In Piazza della Libertà a memoria dei secoli passati sono rimaste intatte due testimonianze storiche: il settecentesco arco, eretto per accogliere il 19 gennaio 1739 l’ingresso in città dei Lorena, i nuovi signori del Granducato dopo la fine della dinastia de’ Medici, e la porta duecentesca di San Gallo. Infatti, nel Medioevo questa zona di Firenze era chiamata San Gallo; tale nome deriva da una piccola chiesa del Duecento, oggi non più esistente, la prima a ospitare in Firenze i frati francescani, presente in questa area e che era stata dedicata al santo irlandese eremita.  Chiesa che inoltre serviva come luogo di culto ai pellegrini che alloggiavano nel vicino ospedale, allora collocato dove oggi sorge il Parterre, una struttura polifunzionale. Infatti, questa zona era di transito per i pellegrini che si muovevano da o per Bologna ed entravano in città attraversando la porta e percorrendo la via, appunto, via San Gallo, denominazione di fatto che è rimasta fino ai giorni nostri.

PORTA DI SAN GALLO VEDUTA LATO FUORI LA CITTA’

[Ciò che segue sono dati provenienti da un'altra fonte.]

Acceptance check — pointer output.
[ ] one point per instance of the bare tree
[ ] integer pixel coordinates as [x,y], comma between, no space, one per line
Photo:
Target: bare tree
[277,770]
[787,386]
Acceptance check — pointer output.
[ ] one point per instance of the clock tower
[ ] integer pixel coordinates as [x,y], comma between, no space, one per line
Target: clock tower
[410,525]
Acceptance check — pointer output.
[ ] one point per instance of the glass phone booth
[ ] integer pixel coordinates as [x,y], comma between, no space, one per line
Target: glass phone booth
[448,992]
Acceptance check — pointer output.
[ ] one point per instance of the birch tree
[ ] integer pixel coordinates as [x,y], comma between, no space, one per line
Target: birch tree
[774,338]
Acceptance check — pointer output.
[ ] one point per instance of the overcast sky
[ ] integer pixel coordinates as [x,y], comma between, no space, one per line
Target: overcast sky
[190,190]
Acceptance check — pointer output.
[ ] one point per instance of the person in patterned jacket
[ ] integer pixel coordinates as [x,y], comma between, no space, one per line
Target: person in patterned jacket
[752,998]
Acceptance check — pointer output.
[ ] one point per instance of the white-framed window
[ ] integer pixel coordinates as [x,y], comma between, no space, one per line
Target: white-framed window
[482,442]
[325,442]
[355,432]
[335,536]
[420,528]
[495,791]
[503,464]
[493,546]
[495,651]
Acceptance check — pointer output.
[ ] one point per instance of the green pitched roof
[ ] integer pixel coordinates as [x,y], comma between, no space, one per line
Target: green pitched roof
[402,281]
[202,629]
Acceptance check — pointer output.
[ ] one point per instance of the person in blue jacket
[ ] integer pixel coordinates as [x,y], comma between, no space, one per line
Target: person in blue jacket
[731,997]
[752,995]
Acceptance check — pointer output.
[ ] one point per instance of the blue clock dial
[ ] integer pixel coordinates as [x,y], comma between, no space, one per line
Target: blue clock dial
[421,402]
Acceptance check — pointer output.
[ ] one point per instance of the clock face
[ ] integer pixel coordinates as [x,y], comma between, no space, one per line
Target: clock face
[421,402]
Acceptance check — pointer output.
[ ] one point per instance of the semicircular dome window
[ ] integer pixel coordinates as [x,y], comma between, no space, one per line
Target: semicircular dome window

La chiesa e l’ospedale erano modeste costruzioni e nel Quattrocento caddero in rovina, tanto che Lorenzo il Magnifico incaricò l’architetto e scultore fiorentino Giuliano Giamberti (1445–1516) di dare nuovo splendore a questi due edifici e alla zona. Il lavoro di Giamberti fu talmente elegante ed apprezzato che da quel momento fu conosciuto come Giuliano da San Gallo. La chiesa e l’ospedale però non ebbero vita lunga, infatti furono abbattute durante l’assedio francese alla città (1529-30) per porvi delle strutture difensive, mentre l’intervento ottocentesco del Poggi con la creazione della piazza con i loggiati ed infine la costruzione durante il fascismo del Parterre, nato come luogo di aggregazione, eliminarono per sempre il lavoro di Giuliano da San Gallo.  Di quell’antico spazio rimane oggi solo la Porta San Gallo.  Ma sicuramente da notare è la targa affissa proprio sopra l’arco d’ingresso della porta, che ricorda il passaggio in città nel 1708 del Re Federico IV di Danimarca.